For no one, least of all a writer in the business of cranky analysis, is dating straightforward. Razer found that in writing and representing herself, whether online or face-to-face with others, the limits of identity tended to shift – often rather nastily. In her own case, she learned that exiting a same-sex relationship came with particular instability; lesbians, she found, were ‘supposed to stay together forever and provide an inspiring liberal example to others.’
In conversation with sex and gender researcher Hannah McCann, Razer will talk about what she discovered about queer identity, profound affect and our broad social values about dating, power and desperation.
This event will be Auslan interpreted.
Featuring
Helen Razer
Helen Razer was a broadcaster and is now a writer.
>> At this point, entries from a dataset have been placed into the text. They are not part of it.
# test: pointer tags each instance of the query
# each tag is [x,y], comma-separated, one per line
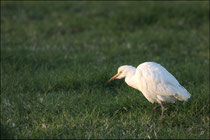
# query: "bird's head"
[123,71]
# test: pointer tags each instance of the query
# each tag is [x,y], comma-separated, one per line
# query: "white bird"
[155,82]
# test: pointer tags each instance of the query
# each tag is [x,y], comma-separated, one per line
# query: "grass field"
[56,59]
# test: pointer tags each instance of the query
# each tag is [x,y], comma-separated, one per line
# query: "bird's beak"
[114,77]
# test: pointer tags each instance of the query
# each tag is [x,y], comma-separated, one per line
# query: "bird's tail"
[183,94]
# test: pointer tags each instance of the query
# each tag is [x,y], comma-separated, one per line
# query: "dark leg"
[163,109]
[154,109]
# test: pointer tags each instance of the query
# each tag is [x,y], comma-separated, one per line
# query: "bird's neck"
[130,78]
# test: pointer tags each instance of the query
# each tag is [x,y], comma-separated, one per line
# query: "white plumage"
[154,81]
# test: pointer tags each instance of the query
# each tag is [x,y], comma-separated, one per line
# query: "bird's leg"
[163,109]
[154,109]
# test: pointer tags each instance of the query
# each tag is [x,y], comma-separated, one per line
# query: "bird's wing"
[155,79]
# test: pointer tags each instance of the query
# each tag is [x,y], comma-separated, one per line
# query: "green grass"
[57,57]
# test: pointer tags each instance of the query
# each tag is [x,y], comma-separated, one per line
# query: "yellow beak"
[114,77]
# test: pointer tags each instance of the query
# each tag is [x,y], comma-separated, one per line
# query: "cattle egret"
[155,82]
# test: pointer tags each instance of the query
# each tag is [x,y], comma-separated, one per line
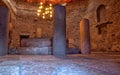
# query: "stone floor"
[76,64]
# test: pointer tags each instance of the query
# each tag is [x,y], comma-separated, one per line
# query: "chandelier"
[45,10]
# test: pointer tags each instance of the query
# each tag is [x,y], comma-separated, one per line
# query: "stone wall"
[105,34]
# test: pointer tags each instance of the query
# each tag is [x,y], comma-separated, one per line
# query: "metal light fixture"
[45,10]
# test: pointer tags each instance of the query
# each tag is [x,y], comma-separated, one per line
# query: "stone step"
[36,42]
[35,50]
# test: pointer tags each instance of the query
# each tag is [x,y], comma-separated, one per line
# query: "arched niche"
[101,13]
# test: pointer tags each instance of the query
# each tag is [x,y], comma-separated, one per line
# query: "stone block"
[35,42]
[9,70]
[35,50]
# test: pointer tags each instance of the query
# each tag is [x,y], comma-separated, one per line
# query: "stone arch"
[101,13]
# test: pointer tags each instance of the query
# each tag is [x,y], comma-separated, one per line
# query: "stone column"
[85,36]
[3,30]
[59,36]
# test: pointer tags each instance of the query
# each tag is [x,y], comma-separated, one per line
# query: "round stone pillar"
[59,35]
[85,36]
[3,30]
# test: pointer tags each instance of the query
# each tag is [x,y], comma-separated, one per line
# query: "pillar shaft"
[3,30]
[59,36]
[85,36]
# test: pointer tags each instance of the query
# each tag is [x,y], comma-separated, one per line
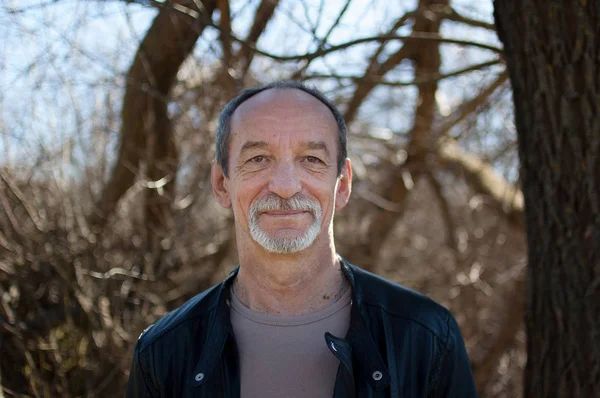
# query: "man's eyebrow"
[253,144]
[315,145]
Her appointments in radio were at the Triple J national network and ABC Melbourne. Her books include A Short History of Stupid, co-authored with national affairs correspondent Bernard Keane, a 2015 work on the history of bad Western thought shortlisted for the Russell Prize; and Total Propaganda, a popular work on Marxism recently published by Allen & Unwin.
Helen has written on social and political matters for the Age and Australian. She now contributes news and cultural analysis to outlets including Crikey, the Saturday Paper, Daily Review, Frankie, SBS and Atlantic digital publication Quartz.
Hannah McCann
Dr Hannah McCann is a Lecturer in Cultural Studies at the University of Melbourne. Her research is located within critical femininity studies and she writes on queer identity, beauty salons, queer fangirls, and more.
You can find her work in the Conversation, Feminartsy, and Overland, as well as journals including European Journal of Women’s Studies, Women’s Studies Quarterly, and Australian Feminist Studies.
Her monograph Queering Femininity: Sexuality, Feminism and the Politics of Presentation was published with Routledge in 2018. She is currently co-authoring a textbook with Dr Whitney Monaghan called Queer Theory Now: From Foundations to Queer Futures, with Macmillan Red Globe Press.